It was like the San Diego game two weeks ago, except the Eagles were home and they actually scored from 1 yard out.

But on their first two goal-line plays in the fourth quarter before tying the Redskins during yesterday's 27-24 win, the Eagles matched their ineptitude against the Chargers in almost every manner.

On first down, a run up the middle gained nothing, but Washington had 12 men on the field. The Eagles tried to run on first down again, and again got nothing.

On second down, Donovan McNabb overthrew a play-action pass to tight end Brent Celek, and the boos at Lincoln Financial Field grew louder.

But on third down, the Eagles - even though they went back to Eldra Buckley, who had failed on the first two tries - did something different. They ran Buckley off left tackle instead of up the middle, and, go figure, he scored.

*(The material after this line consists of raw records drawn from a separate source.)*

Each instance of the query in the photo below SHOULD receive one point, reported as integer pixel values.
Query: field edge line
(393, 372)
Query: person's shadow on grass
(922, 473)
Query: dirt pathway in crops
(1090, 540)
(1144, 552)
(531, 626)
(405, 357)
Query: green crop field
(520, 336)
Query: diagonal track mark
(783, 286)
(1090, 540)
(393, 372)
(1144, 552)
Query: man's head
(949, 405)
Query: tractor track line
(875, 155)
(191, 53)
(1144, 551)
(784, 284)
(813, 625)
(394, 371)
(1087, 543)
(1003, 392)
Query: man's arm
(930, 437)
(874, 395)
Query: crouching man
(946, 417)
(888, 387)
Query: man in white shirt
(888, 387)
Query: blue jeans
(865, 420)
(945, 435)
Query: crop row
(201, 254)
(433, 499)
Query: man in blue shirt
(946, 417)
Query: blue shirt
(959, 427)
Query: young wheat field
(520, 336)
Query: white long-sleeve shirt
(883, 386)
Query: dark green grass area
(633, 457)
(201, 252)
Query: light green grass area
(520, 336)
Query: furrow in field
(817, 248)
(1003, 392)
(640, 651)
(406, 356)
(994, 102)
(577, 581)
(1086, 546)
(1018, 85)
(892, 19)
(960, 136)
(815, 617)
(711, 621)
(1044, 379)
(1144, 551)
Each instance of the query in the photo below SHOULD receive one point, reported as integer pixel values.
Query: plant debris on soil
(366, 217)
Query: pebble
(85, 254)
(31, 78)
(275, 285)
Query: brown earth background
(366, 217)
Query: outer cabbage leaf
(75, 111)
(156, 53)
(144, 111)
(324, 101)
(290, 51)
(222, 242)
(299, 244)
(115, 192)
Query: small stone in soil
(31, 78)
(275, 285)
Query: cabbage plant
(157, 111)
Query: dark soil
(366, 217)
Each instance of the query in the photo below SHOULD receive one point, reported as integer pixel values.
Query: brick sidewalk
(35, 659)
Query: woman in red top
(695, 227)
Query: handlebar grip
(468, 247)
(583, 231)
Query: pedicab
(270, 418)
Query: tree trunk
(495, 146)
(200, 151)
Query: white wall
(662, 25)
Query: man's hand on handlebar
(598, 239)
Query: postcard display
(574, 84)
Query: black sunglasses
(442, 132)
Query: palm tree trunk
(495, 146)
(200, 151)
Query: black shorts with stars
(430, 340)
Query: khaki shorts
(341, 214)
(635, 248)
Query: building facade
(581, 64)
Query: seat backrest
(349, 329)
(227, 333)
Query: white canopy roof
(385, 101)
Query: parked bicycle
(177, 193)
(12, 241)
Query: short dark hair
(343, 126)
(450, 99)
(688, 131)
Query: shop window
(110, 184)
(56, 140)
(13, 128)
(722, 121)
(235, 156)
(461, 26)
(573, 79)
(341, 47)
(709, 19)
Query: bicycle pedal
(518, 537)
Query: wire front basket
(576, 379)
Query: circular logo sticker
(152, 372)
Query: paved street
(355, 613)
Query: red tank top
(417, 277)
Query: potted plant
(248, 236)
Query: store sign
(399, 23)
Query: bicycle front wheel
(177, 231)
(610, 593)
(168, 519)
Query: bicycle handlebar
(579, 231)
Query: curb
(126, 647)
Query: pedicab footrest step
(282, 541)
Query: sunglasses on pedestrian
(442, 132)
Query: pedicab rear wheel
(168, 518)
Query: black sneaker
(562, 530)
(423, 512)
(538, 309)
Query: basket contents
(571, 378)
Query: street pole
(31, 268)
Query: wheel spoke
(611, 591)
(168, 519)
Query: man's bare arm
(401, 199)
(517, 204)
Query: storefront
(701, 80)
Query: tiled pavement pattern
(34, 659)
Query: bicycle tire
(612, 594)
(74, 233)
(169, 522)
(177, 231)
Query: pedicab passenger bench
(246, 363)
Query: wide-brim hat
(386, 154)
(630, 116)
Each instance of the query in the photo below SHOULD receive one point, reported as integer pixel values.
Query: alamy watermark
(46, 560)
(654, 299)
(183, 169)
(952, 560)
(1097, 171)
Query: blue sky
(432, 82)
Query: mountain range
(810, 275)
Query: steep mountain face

"It meant a lot," Buckley said. "If the coaches believe in you enough to keep you down in on the goal line . . . I had to look up and help them out and get it in there."

The touchdown, with 7 minutes, 27 seconds left in the game, and two-point conversion tied the score, 24-24. As important as Buckley's run was to the game, it could prove a momentum-builder for an offense that has struggled near the goal line in the past and for a run game that's peaking.

"Sometimes Coach can get a little frustrated with the running game if it's not really clicking," center Jamaal Jackson said. "But the last couple of weeks, he's been having faith in us."

Had Eagles fans known before the season that running back Brian Westbrook would miss five of the first 11 games, and possibly the final five, they may have had suicidal thoughts. But backup LeSean McCoy has been a revelation. In his five starts, the rookie has run 81 times for 395 yards and 3 touchdowns.

Yesterday, McCoy gained 76 yards on 17 totes, including the tying conversion. He caught a shovel pass from McNabb, broke out of a hit that dropped him to a hand, and somehow remained upright while crossing the goal line.

"I just found a way," McCoy said. "I couldn't tell you how I did it. It's just one of those things you just kind of do."

As tough a runner as McCoy is, the Eagles have deemed Buckley, a first-year back from Tennessee-Chattanooga, their goal-line runner.

"He hits it. He hits it hard and aggressive," coach Andy Reid said of why he uses Buckley in that situation. "There's a time and place for that. He's got a good eye for it and good knack for it."

The Eagles first used Buckley near the goal line against the Chargers, but he was stuffed on third down that day, and Reid settled for a field goal.

The Eagles faced third and goal from the 1 in the first quarter yesterday, but McNabb threw over the head of tight end Alex Smith and out of bounds. Reid elected to go for it on fourth down, and McNabb found DeSean Jackson in the back of the end zone, but an offensive pass-interference penalty on Celek negated the play.

When the Eagles faced the same scenario in the fourth quarter, they went to Buckley on first down (twice), with no gain on either run.

"We didn't do a very good job there," offensive coordinator Marty Mornhinweg said. "You've got to give them a little credit on that one."

But the Eagles stuck with Buckley, and he stuck it to déjà vu, scoring his first NFL touchdown and tying the game.